Verglichen mit Personen, die konstant sechs oder sieben Stunden schliefen („medium-medium“), wiesen Probanden der „short-short“-Gruppe unter 65 Jahren ein bis zu 65 Prozent erhöhtes Sterberisiko auf. Kein erhöhtes Risiko hatte jene Gruppe, die zwar unter der Woche wenig schlief, am Wochenende dafür länger („short-medium/long“). Bei Probanden, die jeden Tag länger als neun Stunden schliefen, erhöhte sich das Sterberisiko um 25 Prozent. Für Personen über 65 Jahren konnte kein Zusammenhang zwischen Schlafgewohnheit und Mortalität ermittelt werden.

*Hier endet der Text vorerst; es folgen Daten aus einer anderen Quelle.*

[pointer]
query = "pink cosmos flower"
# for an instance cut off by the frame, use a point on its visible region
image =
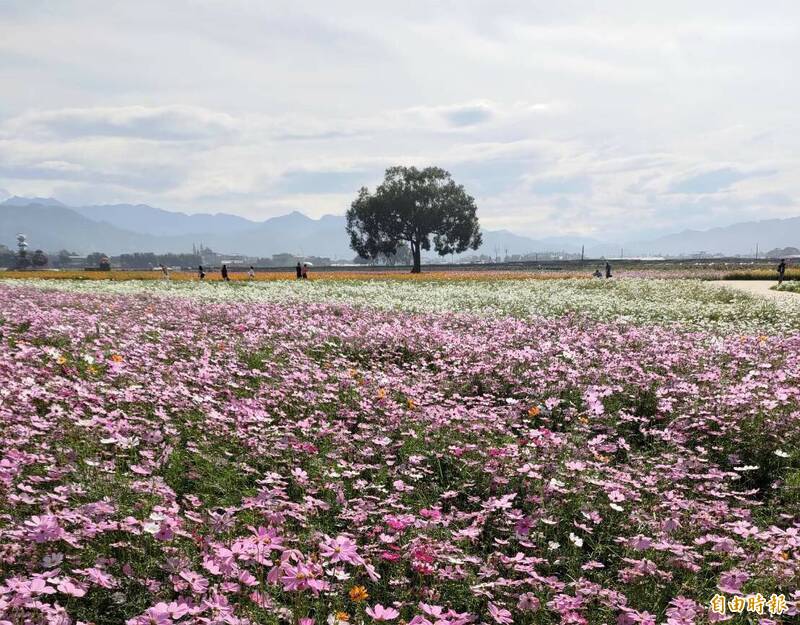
(70, 587)
(340, 549)
(528, 602)
(197, 583)
(731, 581)
(499, 614)
(379, 613)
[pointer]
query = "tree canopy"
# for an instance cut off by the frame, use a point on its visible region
(417, 206)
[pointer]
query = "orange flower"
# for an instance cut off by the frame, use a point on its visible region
(358, 594)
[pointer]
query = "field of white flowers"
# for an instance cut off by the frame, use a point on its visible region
(691, 303)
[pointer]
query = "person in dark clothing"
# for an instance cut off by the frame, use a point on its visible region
(781, 270)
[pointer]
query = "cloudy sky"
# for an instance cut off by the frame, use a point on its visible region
(609, 119)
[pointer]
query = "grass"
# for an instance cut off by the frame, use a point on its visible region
(274, 276)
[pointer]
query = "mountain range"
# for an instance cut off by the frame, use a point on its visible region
(123, 228)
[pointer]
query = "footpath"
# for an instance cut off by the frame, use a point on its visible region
(757, 287)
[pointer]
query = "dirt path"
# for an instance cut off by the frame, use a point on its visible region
(757, 287)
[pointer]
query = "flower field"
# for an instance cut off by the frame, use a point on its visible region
(433, 453)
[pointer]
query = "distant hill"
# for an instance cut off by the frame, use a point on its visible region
(740, 238)
(51, 228)
(159, 222)
(120, 228)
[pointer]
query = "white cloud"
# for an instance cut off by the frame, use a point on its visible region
(604, 118)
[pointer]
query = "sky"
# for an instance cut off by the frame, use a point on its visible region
(605, 119)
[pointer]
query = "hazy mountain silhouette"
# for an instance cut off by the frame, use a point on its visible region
(119, 228)
(159, 222)
(739, 238)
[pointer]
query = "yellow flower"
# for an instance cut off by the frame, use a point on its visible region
(358, 594)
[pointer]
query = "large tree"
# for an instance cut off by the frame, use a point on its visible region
(414, 206)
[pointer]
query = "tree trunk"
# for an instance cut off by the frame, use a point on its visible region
(415, 251)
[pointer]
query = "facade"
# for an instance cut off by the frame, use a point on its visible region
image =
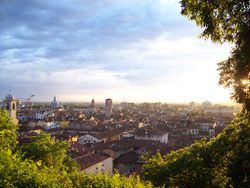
(87, 139)
(54, 104)
(108, 108)
(151, 134)
(95, 163)
(11, 105)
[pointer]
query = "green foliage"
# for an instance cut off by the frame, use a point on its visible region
(222, 20)
(44, 163)
(103, 180)
(227, 21)
(222, 162)
(8, 135)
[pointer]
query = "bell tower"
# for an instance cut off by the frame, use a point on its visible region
(11, 103)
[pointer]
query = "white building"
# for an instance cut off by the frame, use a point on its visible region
(147, 133)
(87, 139)
(11, 105)
(54, 103)
(108, 108)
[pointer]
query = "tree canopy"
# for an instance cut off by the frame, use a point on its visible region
(44, 163)
(221, 162)
(227, 21)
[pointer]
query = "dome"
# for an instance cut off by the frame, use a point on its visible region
(10, 97)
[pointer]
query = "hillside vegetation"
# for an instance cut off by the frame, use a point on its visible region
(221, 162)
(44, 163)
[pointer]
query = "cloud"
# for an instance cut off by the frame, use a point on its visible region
(82, 48)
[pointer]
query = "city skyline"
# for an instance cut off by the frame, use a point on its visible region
(138, 51)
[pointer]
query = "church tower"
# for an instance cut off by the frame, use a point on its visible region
(11, 103)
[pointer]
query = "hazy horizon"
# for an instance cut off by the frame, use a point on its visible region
(127, 50)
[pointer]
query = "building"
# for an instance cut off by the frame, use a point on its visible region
(108, 108)
(11, 106)
(149, 133)
(93, 103)
(95, 163)
(54, 103)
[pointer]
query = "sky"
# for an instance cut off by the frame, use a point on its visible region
(127, 50)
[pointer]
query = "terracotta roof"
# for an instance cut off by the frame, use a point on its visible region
(148, 131)
(127, 158)
(87, 161)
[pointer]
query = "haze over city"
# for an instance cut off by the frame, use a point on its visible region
(140, 50)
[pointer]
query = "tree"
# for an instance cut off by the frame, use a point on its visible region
(221, 162)
(227, 21)
(8, 132)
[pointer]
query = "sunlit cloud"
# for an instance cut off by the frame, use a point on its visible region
(133, 50)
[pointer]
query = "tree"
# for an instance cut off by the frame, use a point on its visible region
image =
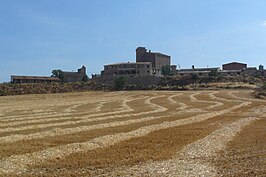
(57, 73)
(166, 71)
(120, 83)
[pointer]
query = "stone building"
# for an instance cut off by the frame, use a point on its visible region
(197, 71)
(128, 69)
(78, 76)
(158, 60)
(33, 79)
(234, 66)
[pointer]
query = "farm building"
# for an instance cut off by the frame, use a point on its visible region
(234, 66)
(128, 69)
(158, 60)
(74, 76)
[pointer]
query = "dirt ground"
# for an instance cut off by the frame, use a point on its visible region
(139, 133)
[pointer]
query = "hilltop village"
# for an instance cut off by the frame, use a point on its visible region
(149, 65)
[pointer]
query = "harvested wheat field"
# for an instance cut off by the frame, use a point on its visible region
(140, 133)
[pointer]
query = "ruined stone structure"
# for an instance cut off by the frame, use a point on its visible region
(128, 69)
(158, 60)
(196, 71)
(33, 79)
(234, 66)
(74, 76)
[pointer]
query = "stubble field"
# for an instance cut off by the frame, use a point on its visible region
(141, 133)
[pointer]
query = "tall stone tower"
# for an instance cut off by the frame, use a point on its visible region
(140, 54)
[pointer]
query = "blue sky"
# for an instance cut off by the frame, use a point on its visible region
(39, 36)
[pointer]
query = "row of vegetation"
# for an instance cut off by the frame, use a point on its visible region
(44, 88)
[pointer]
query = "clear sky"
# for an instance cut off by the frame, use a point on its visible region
(37, 36)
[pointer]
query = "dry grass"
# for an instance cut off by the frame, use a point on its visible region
(98, 133)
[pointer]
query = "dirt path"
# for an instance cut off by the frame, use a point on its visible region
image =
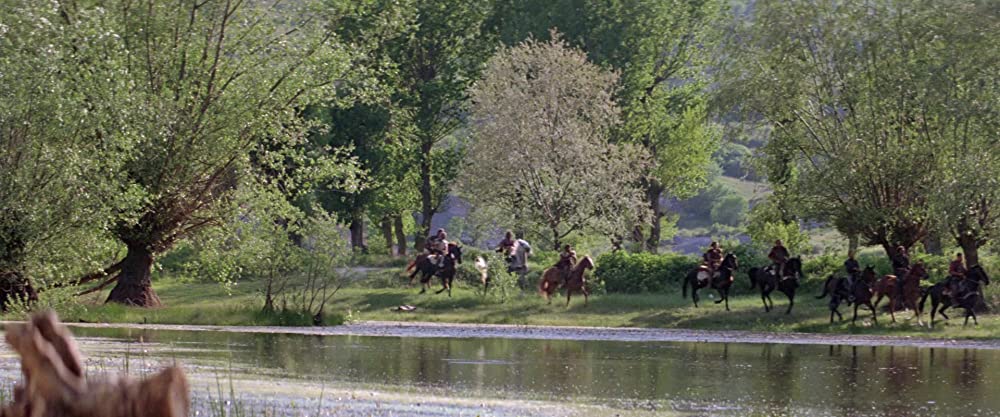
(424, 329)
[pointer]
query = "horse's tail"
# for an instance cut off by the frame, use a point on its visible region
(826, 288)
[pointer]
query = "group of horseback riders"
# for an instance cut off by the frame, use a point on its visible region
(779, 256)
(515, 252)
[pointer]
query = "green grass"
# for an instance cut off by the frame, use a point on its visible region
(193, 304)
(209, 303)
(749, 190)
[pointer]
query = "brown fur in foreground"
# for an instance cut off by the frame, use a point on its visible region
(54, 383)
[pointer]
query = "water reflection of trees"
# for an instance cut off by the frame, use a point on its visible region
(767, 378)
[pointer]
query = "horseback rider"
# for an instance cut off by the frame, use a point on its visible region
(853, 273)
(567, 258)
(713, 257)
(506, 246)
(957, 267)
(437, 247)
(779, 255)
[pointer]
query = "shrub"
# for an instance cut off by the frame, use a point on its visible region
(642, 272)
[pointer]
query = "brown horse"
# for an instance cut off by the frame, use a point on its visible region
(576, 281)
(887, 287)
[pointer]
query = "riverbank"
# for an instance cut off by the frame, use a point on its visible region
(579, 333)
(240, 305)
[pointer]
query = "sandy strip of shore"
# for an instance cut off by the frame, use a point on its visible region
(453, 330)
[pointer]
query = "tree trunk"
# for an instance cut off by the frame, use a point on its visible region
(400, 235)
(358, 232)
(426, 195)
(386, 226)
(653, 192)
(135, 285)
(970, 246)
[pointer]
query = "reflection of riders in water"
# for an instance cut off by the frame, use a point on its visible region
(567, 258)
(957, 267)
(713, 257)
(779, 256)
(437, 247)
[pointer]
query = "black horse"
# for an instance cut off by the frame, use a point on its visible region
(428, 269)
(953, 291)
(859, 292)
(768, 280)
(723, 279)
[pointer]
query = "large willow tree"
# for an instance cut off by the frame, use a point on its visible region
(60, 157)
(862, 96)
(206, 94)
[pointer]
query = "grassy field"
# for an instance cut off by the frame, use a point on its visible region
(208, 303)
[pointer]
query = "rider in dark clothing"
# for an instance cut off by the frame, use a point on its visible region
(713, 257)
(853, 272)
(957, 267)
(567, 259)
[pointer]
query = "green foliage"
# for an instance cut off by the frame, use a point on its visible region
(790, 234)
(697, 210)
(503, 285)
(61, 151)
(859, 104)
(551, 166)
(730, 210)
(642, 272)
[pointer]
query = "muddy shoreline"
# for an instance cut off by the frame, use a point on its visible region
(452, 330)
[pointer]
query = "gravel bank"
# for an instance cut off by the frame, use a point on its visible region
(424, 329)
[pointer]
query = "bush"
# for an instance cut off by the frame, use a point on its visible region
(642, 272)
(730, 210)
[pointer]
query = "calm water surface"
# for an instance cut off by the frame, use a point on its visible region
(668, 378)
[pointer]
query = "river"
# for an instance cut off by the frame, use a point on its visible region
(294, 374)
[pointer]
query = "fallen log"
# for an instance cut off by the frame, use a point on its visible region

Neu ist die Erkenntnis, dass zu wenig sowie zu viel Schlaf mit gesundheitlichen Risiken einhergeht, nicht. Schon zahlreiche Studien haben sich dem Thema Schlafdefizit zuvor gewidmet. Laut Autoren sei das Besondere an ihrer Studie, dass ein besonderer Fokus auf die Schlafgewohnheiten an arbeitsfreien Tagen gelegt wurde. Das Problem bei anderen Studien sei nämlich folgendes: Da der durchschnittliche Arbeitnehmer an fünf Tagen arbeitet, gibt er auf die Frage nach den üblichen Schlafgewohnheiten womöglich eher Auskunft zur Schlafdauer an Arbeitstagen anstatt am Wochenende, so die Autoren. Åkerstedts Analyse ließe einen differenzierten Blick auf Schlafgewohnheiten in Zusammenhang mit Mortalität zu. Die Studie bestätigt deshalb die Annahme, dass sich die gesundheitlichen Risiken durch Schlafdefizit in gewissem Rahmen ausgleichen lasse. Man müsse den Schlaf nur nachholen. Das hatten Forscher in der Vergangenheit schon in Zusammenhang mit Bluthochdruck bei Erwachsenen und Übergewicht bei Kindern beobachtet: Probanden, die zwar unter der Woche unter Schlafmangel litten, aber am Wochenende auschliefen, hatten ein geringeres Risiko an Bluthochdruck zu erkanken bzw. waren seltener übergewichtig als Probanden, die konstant zu wenig schliefen. Eine Schwäche der Kohortenstudie ist, dass die Daten zu Schlafgewohnheiten lediglich einmal zu Beginn des untersuchten Zeitraums mithilfe eines Fragebogens erhoben wurden. Aufgrund des Studiendesigns verfolgten die Forscher nur, welche Probanden starben, befragten sie aber nicht noch einmal zu ihren Schlafgewohnheiten. Teilnehmer könnten ihre Schlafgewohnheiten in dieser Zeit geändert haben. Eine Verzerrung der Ergebnisse können die Forscher dadurch nicht ausschließen.